The new Academic Research track could have major implications for researchers studying election security, misinformation and other big issues affecting Twitter. While the company has previously made this kind of data available to developers, it was prohibitively expensive for most researchers. But with the new API, approved researchers will be able access a full history of all public conversations on Twitter, as well as advanced search and filtering tools for free.
There are, however, a few limitations. For one, it won’t be available to independent researchers. According to Twitter, the research API will be limited to Twitter-approved students or “research-focused employees” of academic institutions. Additionally, Twitter only provides historical data for accounts and conversations that are currently viewable on its platform. That means tweets from suspended accounts, or content that’s been removed, won’t be accessible to researchers. This could be a significant hurdle to people studying misinformation, extremism, hate speech, or other areas where content often violates Twitter’s rules.
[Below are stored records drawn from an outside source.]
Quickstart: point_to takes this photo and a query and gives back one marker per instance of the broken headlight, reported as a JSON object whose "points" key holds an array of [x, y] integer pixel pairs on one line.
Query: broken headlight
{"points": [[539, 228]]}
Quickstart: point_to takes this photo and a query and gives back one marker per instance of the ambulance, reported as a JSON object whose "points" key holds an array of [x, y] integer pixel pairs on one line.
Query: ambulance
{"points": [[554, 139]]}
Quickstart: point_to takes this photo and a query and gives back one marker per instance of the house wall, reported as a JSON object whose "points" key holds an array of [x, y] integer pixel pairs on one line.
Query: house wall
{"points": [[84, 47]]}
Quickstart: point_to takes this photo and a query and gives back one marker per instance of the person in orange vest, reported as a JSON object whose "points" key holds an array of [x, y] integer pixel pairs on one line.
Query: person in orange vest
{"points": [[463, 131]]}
It also means that researchers will, for now, be unable to formally access tweets from Donald Trump’s account now that he’s been permanently banned. “We’ve heard a lot of interest from the academic research community in studying @realDonaldTrump,” says Leanne Trujillo, senior program manager for Twitter’s developer platform. “We’re having conversations internally about how we might give thoughtful consideration to the study of this topic.”
But even with those limitations, the new tool could prove to be a valuable resource for a broad range of research. Historically, Twitter data has been used to study everything from the flu to linguistics. More recently, tweets have been a valuable source for those studying election misinformation and the coronavirus pandemic.
In addition to opening up its public archive, Twitter says it’s also giving approved applicants a higher monthly tweet volume cap of 10 million tweets, which is 20 times higher than what was available on the standard free track before. It’s also allowing more precise filtering to help researchers pinpoint tweets and other data relevant to what they’re studying and “new technical and methodological guides” for helping researchers find what they’re looking for and better make use of it in studies.